Le Silencio des prés, haut lieu de la fête et des nuits parisiennes était plein comme un œuf le 14 mars dernier lorsque Bret Easton Ellis a fait son entrée sur scène et qu’un petit film a présenté son nouveau roman, le premier depuis 13 ans pour celui qui est l’un des plus grands auteurs américains contemporains. De par la force de son style, de par son audace, de par ses romans si importants et aussi de par la puissance narrative de l’auteur.
Il avait pourtant dit qu’il ne voulait plus écrire de fiction, que cela ne correspondait plus au monde actuel et qu’il se consacrerait au scénario. Il en est revenu. Et « Les éclats » est une réussite totale. Thriller haletant, récit érotique aussi, roman d’initiation subtil, hymne à l’adolescence, fausse autobiographie avec pool party, mensonges etc.
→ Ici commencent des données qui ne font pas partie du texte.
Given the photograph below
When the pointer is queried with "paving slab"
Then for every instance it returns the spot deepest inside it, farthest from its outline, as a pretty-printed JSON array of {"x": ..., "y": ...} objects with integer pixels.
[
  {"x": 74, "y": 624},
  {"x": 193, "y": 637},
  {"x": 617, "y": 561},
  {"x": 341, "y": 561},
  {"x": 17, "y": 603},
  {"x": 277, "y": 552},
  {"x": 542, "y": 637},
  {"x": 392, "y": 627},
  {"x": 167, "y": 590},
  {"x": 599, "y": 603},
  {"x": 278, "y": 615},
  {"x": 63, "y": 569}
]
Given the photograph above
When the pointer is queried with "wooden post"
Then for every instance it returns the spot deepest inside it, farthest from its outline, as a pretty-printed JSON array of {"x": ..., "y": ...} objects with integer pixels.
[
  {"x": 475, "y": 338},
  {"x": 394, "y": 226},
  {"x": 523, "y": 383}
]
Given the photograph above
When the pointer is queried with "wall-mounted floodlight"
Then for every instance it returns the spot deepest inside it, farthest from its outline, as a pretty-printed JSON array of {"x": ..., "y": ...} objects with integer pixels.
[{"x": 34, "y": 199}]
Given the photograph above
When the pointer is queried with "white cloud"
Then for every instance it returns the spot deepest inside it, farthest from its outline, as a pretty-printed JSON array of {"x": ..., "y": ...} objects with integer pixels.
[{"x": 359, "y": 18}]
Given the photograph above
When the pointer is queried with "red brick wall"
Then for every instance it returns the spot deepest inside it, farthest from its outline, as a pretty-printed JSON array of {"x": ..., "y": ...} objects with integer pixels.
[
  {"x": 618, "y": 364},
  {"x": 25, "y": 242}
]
L’intrigue est simple : un groupe de lycéens de Sherman Oak voit débarquer à l’orée de sa terminale, un nouveau, Robert Mallory. Il est d’une beauté magnétique et va dérégler tout leur petit groupe d’amis. Il a un charme maléfique et le narrateur « Bret Ellis » se met à le suivre alors qu’il tente d’écrire son premier roman « Moins que zéro », et qu’un meurtrier implacable « The trawler » a débarqué en ville et tue de façon atroce. Le style est cru, sensuel, horrifique et rempli – aussi – et cela est nouveau chez Ellis, d’une forme de mélancolie puissante et de tendresse. Avec la magie de Bret Easton Ellis : celle de chercher de la lumière dans la noirceur.
« Le roman n’est plus un sujet de conversation, la forme romanesque elle-même est peut-être un peu dépassée » aviez-vous déclaré après la parution de « Suite(s) impériale(s) », il y a 13 ans. Comment le roman s’est-il à nouveau imposé à vous ?
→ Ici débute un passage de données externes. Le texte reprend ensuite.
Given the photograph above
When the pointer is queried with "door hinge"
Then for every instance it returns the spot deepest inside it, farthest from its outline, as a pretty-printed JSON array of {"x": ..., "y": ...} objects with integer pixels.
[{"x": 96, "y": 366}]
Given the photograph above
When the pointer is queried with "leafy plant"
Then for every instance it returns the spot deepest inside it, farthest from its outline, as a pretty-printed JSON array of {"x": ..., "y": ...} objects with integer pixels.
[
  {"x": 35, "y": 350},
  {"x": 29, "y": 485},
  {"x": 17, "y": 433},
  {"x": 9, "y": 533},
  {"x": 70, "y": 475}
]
Bret Easton Ellis : La première chose est qu’il faut que je sente un roman avant de commencer à écrire. Je ne me réveille pas un matin en me posant à mon bureau pour écrire. Cela ne fonctionne pas comme ça chez moi. Pour que ce processus se déclenche, il faut qu’une série d’événements commence à m’apparaître clairement. Il faut que je sois profondément habité par des sentiments de douleurs, d’inquiétude ou parfois par l’amour. En résumé, un roman pour moi est un processus émotif, pas intellectuel. Or cela n’arrivait plus. Je suis donc parti à Hollywood, convaincu que désormais le langage du monde, équivalent, à ce qu’avait été le roman, s’incarnait dans le langage des séries. Je voulais réaliser car être simple scénariste était inutile. Finalement, sans que je sache pourquoi, l’envie forte et puissante d’écrire un roman est revenue. Je l’ai simplement ressenti en avril 2020 alors qu’une forme de mélancolie m’habitait.
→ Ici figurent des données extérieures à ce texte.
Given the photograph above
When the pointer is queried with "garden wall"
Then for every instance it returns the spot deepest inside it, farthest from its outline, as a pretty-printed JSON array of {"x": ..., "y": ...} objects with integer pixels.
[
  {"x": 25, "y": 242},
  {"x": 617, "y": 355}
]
La musique, très présente dans le livre, vous a-t-elle aidé à y revenir ?
Bret Easton Ellis : Juste avant cette conférence, j’écoutais la musique du livre, compilée dans des listes sur Deezer ou Spotify. Je parle de 144 chansons dedans. Durant le confinement, j’ai repensé à mes camarades de classe, à ma jeunesse, à mes 17 ans, au corps que j’avais à l’époque, aux personnes avec qui je couchais etc… J’étais très obsédé par le sexe, j’avais une copine et un copain secret et tout cela s’est passé durant mon année de terminale. Pour une raison inconnue, tout cela m’est revenu d’un seul coup. J’ai donc commencé à prendre des notes. Ces événements de 1981 m’ont parlé à nouveau alors que je suis un homme à l’automne de sa vie qui, enfin – il serait temps (rires) – parvient à mieux comprendre qui il est vraiment et ce qui l’a constitué.
Que signifie ce titre : “Les éclats” ? : éclats de mémoire, éclats de verre d’un personnage qui traverse le pare-brise d’une voiture…
Bret Easton Ellis : Quand j’ai essayé d’écrire ce livre à 18 ans, j’ai mis « Moins que zéro » de côté. Je n’y arrivais pas, c’était trop long, trop autocentré, trop ambitieux, pas intelligent. Il est normal qu’à 18 ans je n’ai pas réussi. Ce roman nécessitait en fait le recul que je peux désormais avoir sur ce que je suis et sur ce que j’étais. « Les éclats » était déjà mon titre à l’époque. C’est un titre en référence à l’univers de Stephen King. Les « éclats » sont mystérieux, sont dangereux et peuvent blesser quelqu’un. « Les éclats » de verre peuvent aussi avoir un autre sens. On ne peut pas recoller les morceaux du passé. Les vies brisées ne peuvent pas se recoller. Ces morceaux de mémoire que l’on essaye de remettre les uns avec les autres ne s’emboitent jamais exactement comme on le souhaite. C’est aussi cela que raconte le livre.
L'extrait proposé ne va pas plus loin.